Talking about money and setting a budget can pave the way to a happily ever after. For instance, the same survey found that 94% of respondents who say they have a great marriage said they discuss their money dreams with their spouse, and 87% of happily married couples say they work with each other to set long-term financial goals.

17. Upper-Middle Earners Are Scraping By

Nearly 6 out of 10 Americans say they live paycheck to paycheck, as reported by the 2019 Wealth Index Survey by Charles Schwab, which puts a lot of pressure on everyday living. While making more money seems like the easy solution for alleviating a tight budget, one survey found that even individuals earning six figures are in no better position.

According to the Global Benefits Attitudes Survey from Willis Towers Watson, 18% of employees making more than $100,000 annually say they live paycheck to paycheck. Financial health can be improved when you earn more, but only if you are watching your spending.

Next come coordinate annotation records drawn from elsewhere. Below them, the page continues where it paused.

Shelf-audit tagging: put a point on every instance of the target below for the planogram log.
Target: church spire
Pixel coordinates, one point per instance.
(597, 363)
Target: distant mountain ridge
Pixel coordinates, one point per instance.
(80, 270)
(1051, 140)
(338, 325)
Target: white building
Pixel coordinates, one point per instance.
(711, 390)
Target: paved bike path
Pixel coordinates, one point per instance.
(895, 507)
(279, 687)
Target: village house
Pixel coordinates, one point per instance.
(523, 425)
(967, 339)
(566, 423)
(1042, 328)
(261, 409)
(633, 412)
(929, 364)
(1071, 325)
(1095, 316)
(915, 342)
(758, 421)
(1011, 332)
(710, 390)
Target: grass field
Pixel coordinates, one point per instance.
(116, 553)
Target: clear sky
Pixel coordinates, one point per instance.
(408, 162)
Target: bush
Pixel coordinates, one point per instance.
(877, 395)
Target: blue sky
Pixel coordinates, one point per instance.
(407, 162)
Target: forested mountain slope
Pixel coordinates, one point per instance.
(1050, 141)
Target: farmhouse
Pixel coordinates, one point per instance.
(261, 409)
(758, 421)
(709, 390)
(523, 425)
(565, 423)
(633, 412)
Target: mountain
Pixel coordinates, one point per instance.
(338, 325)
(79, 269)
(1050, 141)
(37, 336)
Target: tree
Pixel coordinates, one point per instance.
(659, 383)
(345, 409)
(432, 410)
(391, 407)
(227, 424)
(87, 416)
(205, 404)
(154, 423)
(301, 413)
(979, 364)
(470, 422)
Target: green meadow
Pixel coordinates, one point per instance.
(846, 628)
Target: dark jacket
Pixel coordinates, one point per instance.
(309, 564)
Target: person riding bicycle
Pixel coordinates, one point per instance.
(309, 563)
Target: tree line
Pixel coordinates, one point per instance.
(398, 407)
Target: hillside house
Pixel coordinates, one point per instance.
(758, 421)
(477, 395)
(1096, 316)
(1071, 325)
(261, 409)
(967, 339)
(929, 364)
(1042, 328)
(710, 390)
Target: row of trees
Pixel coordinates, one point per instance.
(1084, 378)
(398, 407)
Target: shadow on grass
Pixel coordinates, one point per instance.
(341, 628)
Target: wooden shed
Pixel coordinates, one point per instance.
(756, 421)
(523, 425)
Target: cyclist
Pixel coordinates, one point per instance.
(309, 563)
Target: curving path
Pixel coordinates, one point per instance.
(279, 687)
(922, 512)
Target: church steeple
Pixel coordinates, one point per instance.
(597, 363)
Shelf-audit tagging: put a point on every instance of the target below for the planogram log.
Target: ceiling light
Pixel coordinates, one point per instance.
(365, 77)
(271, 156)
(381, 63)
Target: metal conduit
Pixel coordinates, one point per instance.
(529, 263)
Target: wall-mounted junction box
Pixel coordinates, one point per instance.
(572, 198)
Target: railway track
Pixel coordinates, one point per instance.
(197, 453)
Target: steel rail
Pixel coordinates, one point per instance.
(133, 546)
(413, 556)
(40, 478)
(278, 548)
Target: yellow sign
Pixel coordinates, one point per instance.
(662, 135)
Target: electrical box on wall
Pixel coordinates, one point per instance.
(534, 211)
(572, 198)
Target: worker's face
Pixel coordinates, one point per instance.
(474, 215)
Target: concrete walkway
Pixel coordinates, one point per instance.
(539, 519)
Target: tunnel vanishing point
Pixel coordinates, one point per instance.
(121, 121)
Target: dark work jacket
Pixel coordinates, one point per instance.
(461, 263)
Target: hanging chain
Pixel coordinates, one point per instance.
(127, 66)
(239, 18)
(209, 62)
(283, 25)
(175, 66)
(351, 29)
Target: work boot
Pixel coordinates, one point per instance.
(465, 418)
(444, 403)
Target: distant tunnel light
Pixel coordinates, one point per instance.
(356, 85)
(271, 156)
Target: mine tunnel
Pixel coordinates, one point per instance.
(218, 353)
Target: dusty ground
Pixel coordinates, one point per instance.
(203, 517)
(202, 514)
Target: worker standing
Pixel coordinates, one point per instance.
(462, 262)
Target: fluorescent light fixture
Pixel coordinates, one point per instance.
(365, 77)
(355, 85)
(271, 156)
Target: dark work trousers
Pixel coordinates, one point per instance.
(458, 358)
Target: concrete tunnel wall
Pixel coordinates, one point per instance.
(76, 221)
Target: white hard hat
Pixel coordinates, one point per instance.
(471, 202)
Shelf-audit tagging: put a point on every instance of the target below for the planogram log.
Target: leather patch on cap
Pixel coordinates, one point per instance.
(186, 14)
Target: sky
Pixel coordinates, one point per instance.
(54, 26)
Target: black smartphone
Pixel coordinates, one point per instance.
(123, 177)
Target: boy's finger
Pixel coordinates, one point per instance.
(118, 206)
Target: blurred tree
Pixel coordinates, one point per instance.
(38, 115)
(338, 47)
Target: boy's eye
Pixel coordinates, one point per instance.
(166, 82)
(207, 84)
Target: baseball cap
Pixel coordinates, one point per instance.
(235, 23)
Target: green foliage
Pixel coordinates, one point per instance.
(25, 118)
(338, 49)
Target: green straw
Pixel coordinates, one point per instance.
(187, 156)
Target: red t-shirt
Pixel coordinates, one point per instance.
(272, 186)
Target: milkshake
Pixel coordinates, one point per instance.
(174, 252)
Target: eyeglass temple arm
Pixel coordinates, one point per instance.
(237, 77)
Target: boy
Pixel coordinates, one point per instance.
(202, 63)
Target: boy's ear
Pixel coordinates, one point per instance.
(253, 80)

Some people increase their spending when their income increases and this can put them in a troubling financial spot.

18. Social Media Envy Fuels Excessive Spending

Thanks to social media and FOMO — the fear of missing out — there’s added pressure to spend money even when you don’t have it. Although this affects all generations, it appears millennials are the most likely to succumb to overspending from outside influences.

The Charles Schwab’s 2019 Modern Wealth Index survey found that 48% of millennials spend more money than they can afford to participate in experiences with friends and 49% were influenced by social media to spend money on experiences.